CS 50 | Software Design and Implementation

The querier supports queries that combine words with the and and or operators. Let’s think about how one evaluates an expression involving operators. Consider an arithmetic analogy.

Arithmetic expressions

Consider the following arithmetic expression:

sum = a + b + c + d

Since addition is a left-associative operator, this means the same thing as

sum = (((a + b) + c) + d)

This means we can scan the expression from left to right, accumulating a sum as we go, effectively like this:

sum = 0
sum = sum + a
sum = sum + b
sum = sum + c
sum = sum + d

Here, the sum acts as an accumulator. (Indeed, many early hardware architectures include an explicit register called an ‘accumulator’.)

We often see this approach generalized in code:

int n = 5;
int array[n] = {42, 34, 12, -5, 19};
int sum = 0;
for (int i = 0; i < n; i++)
	sum += array[i];
printf("sum = %d; average = %f\n", sum, (float) sum / n);

Precedence

What if you have a mixture of operators, with precedence?

Consider the following arithmetic expression:

sum = a + b * c + d

Both addition and multiplication are left-associative operators, but multiplication takes precedence over addition. Thus, we implicitly rewrite the above expression as follows:

sum = ((a + (b * c)) + d)

or, in sequence,

sum = 0
sum = sum + a 
prod = 1
prod = prod * b
prod = prod * c
sum = sum + prod
sum = sum + d

Notice how we ‘step aside’ from the sum for a moment while we compute the product b * c … using an exactly analogous process. prod is an accumulator for the product; it is initialized to the multiplicative identity (1) instead of the additive identity (0), for reasons I hope are obvious. But then we just multiply in each of the successive items, one at a time.

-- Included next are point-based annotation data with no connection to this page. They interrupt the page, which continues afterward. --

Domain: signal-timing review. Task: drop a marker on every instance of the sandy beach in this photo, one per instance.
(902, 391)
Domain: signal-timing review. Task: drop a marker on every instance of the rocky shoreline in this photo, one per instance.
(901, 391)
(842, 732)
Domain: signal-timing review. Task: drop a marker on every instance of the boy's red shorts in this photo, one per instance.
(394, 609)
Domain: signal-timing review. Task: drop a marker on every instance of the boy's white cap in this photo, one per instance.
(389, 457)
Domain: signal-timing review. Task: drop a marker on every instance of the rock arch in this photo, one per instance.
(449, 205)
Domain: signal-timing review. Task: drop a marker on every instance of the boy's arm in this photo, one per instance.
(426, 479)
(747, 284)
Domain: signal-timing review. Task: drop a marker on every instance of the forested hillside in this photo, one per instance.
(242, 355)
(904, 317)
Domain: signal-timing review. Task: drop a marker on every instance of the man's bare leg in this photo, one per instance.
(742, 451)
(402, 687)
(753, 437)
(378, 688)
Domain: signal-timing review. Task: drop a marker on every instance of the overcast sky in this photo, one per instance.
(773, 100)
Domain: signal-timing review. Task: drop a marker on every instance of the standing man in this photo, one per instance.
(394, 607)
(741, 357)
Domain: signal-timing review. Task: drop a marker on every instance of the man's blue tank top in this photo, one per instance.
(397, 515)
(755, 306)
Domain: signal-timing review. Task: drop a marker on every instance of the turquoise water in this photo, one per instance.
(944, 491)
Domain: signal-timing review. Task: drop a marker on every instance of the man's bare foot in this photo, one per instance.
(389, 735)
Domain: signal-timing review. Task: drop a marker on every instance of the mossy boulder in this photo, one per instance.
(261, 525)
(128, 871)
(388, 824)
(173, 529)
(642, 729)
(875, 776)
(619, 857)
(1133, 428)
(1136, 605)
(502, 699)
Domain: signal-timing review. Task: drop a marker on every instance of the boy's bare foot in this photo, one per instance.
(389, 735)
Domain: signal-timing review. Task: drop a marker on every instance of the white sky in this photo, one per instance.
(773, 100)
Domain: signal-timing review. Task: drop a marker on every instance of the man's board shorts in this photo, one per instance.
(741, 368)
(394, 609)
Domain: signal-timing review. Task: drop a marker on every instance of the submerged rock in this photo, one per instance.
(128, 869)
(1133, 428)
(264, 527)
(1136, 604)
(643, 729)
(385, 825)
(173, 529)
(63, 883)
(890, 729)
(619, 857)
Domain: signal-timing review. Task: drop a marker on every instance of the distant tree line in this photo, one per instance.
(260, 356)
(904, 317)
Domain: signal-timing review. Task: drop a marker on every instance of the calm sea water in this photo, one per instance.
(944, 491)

This generalizes to longer expressions like

sum = a * b + c * d * e + f + g * h * i

becomes

sum = 0
prod = 1
prod = prod * a
prod = prod * b
sum = sum + prod
prod = 1
prod = prod * c
prod = prod * d
prod = prod * e
sum = sum + prod
prod = 1
prod = prod * f
sum = sum + prod
prod = 1
prod = prod * g
prod = prod * h
prod = prod * i
sum = sum + prod

Let’s add some indentation to make this a little easier to read:

sum = 0
	prod = 1
	prod = prod * a
	prod = prod * b
sum = sum + prod
	prod = 1
	prod = prod * c
	prod = prod * d
	prod = prod * e
sum = sum + prod
	prod = 1
	prod = prod * f
sum = sum + prod
	prod = 1
	prod = prod * g
	prod = prod * h
	prod = prod * i
sum = sum + prod

Notice what I did with f, and that I never add anything to sum other than prod.

This structure should give you a hint about how you might write code to evaluate such expressions… if you have a product function to scan the expression left to right from a given starting point, accumulating a product of individual items until it sees a + or the end of the expression, you can then write a function sum that scans the expression left to right from the start, accumulating a sum of products by calling product at the start and after each +.

Query expressions

Let’s map this new insight onto the TSE query syntax. That syntax combines words with two operators: and, or. Each operator is left-associative, just like multiply and add. The and operator takes precedence over the or operator, just like multiply takes precedence over add. Although the syntax allows and to be omitted, you should mentally insert an and wherever an operator is missing.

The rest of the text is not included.